The downfall of bitcoin will lie in it's technological design. The whole premise of the underlying blockchain technology relies heavily on Moore's Law to keep working indefinitely. The complexity of the cryptographic calculations that have to be solved for each BTC transaction increases with each transaction, so it relies on exponential growth of computing power, or rather energy efficency of computing (which is a bit differen than Moore's Law), to remain useful. The more widely adopted the bitcoin becomes and the more it is traded, the greater the challenge to keep it operational. That is a very impractical limitation for it to be useful as an everyday currency. If, at some point, the time and or cost-efficiency of the crypto-calculations cannot keep up with the number of BTC transactions anymore, the operational cost (or inconvenience) will limit its use. And at that point, I think, the speculation bubble will collapse eventually.

Now when that is going to happen, I cannot possibly know. I'd invest in leverage products against it, if I did.
Maybe progress in chip manufacturing will still continue to exceed my expectations. Maybe a breakthrough in quantum computing will enable the BTC to become a universally accepted currency or maybe it will break its underlying cryptography and kill it dead.

Whatvever it may be, but my prediction is, that if the bitcoin is to collapse, it will probably have a reason rooted in technology.

[–] DavidDoesLemmy@aussie.zone 3 points 10 hours ago

That's not how the complexity of the mining works. It doesn't increase with every block. It scales depending on how many miners there are (essentially). So if many people stopped mining, the complexity required would decrease.

[–] merc@sh.itjust.works 2 points 10 hours ago (1 children)

I don't think the belief in its value is going to collapse on its own. It is already accepted to have value by enough people, to sustain that belief.

These things change. People once believed that diamonds were a valuable rock and essential for proposing marriage, but now people are starting to think that's BS. There was massive social pressure, plus expensive propaganda from deBeers trying to keep people buying diamonds. But, people woke up.

So much of crypto's promise is that there will always be another sucker who will buy your bitcoin for more than you paid for it. But, if actual real currencies that people pay taxes with can collapse, crypto could collapse a whole lot faster than that.

[–] DavidDoesLemmy@aussie.zone 1 points 10 hours ago (1 children)

I don't know why you're connecting paying taxes with a currency with it being legitimate. I don't think those things are related

[–] merc@sh.itjust.works 1 points 21 minutes ago

Because actual money has sources and sinks. If you look at MMT for example, they talk about government spending not as being a way for the government to distribute money, but actually as a way the government creates money. When the government taxes money, it doesn't just collect it, it destroys it.

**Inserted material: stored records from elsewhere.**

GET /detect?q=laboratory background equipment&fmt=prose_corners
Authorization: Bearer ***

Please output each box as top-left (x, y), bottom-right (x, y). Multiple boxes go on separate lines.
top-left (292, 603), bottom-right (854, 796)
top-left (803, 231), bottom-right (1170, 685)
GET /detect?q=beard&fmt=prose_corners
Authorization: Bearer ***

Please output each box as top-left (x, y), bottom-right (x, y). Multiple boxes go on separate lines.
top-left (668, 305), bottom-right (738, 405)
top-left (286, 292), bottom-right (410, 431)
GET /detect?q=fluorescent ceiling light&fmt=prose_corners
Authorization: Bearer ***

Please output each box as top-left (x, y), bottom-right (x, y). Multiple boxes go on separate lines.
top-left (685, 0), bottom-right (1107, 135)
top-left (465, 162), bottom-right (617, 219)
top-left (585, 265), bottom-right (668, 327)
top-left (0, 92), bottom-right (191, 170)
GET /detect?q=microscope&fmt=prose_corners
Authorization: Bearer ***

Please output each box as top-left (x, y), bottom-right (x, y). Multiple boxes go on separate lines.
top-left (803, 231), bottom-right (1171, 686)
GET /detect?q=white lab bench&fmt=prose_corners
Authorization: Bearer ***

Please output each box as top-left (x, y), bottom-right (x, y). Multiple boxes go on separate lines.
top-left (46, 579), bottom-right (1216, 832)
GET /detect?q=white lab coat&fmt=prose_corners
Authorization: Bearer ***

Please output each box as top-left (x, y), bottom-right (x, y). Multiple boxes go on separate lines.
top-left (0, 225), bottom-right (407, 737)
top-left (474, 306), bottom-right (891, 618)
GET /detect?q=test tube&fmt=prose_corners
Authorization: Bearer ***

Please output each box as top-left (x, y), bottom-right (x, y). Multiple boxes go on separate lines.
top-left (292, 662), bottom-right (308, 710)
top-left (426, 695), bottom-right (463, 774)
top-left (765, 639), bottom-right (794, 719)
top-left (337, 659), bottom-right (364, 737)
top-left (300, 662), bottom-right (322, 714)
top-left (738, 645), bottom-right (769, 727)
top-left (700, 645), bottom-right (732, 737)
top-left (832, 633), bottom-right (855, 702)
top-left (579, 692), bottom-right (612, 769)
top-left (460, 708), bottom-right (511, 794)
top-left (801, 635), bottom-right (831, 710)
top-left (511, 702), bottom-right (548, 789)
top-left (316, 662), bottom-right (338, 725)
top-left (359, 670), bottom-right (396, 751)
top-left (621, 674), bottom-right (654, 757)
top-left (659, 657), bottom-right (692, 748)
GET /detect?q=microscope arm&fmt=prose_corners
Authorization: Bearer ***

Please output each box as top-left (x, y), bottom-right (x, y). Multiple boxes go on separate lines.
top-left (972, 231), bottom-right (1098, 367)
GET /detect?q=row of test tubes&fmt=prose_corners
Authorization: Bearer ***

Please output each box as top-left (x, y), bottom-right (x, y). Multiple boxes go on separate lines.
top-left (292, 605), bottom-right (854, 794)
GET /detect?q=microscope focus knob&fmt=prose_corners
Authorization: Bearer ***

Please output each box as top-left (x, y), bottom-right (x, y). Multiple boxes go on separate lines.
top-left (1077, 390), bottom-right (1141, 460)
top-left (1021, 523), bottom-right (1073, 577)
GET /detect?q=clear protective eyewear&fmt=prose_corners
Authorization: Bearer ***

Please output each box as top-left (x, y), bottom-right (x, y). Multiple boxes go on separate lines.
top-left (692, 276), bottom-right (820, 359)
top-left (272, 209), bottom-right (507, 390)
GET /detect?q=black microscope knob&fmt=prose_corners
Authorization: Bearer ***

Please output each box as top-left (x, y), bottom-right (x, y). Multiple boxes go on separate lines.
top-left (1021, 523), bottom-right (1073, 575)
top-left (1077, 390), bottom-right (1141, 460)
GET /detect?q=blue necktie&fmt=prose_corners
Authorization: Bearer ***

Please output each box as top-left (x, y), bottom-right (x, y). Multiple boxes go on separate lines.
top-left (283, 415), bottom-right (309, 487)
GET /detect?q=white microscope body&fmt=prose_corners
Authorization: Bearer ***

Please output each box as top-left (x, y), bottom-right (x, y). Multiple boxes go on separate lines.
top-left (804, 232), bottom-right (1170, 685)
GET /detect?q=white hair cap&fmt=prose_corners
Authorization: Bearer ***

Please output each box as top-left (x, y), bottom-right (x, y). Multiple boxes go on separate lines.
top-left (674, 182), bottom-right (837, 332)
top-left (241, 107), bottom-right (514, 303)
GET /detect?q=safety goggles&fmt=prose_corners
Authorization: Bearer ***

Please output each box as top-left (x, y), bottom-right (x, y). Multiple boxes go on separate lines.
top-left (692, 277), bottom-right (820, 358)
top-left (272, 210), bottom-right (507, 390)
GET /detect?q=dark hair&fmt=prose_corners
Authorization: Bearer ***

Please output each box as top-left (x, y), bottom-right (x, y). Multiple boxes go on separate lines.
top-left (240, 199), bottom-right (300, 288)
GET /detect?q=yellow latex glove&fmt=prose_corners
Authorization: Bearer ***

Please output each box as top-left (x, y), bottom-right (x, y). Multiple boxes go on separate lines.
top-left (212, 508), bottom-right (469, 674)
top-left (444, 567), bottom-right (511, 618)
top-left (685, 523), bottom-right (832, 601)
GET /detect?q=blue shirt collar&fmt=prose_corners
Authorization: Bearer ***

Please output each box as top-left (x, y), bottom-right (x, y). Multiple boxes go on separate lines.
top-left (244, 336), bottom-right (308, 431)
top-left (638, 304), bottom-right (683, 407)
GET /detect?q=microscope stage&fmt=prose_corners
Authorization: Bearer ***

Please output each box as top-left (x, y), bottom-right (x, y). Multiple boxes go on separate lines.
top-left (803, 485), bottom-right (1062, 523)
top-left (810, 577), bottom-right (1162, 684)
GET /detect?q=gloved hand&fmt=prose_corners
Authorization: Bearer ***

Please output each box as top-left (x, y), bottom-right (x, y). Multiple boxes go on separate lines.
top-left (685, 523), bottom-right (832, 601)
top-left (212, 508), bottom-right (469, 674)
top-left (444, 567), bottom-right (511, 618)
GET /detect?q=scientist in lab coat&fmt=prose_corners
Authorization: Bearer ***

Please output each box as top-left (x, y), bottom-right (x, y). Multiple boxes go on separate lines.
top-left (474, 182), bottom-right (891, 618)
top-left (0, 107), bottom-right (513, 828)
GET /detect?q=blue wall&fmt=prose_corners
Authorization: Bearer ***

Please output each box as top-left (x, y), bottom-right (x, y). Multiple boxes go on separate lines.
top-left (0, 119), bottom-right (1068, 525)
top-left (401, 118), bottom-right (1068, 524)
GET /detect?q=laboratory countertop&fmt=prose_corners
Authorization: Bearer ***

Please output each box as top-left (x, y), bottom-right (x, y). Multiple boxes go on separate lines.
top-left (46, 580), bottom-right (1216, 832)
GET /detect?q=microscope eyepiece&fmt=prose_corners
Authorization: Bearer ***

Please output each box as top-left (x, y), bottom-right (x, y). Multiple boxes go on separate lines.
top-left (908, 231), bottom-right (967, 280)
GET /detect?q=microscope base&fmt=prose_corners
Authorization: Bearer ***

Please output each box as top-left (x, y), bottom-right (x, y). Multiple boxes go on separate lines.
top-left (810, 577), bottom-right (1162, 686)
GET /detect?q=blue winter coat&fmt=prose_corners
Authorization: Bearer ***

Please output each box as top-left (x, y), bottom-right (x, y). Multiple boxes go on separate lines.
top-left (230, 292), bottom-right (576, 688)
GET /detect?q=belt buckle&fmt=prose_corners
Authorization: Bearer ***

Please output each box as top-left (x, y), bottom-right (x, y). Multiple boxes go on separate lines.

So, based on how much a government is spending and taxing, it's adjusting the supply of money in the economy. The fact that government spending is roughly the same year-to-year, and that taxes are roughly the same year-to-year gives a stability and flow to actual money. There's a constant demand for it because every year the US government requires that people and businesses submit $4.5 trillion in taxes. There's a constant supply because the US government spends more than $6 trillion.

Bitcoin doesn't have those sources and sinks. There's no constant demand for bitcoin every year to pay taxes. There's no constant supply as a government spends bitcoin into the economy. The "realness" of money is intimately tied to taxes and government spending.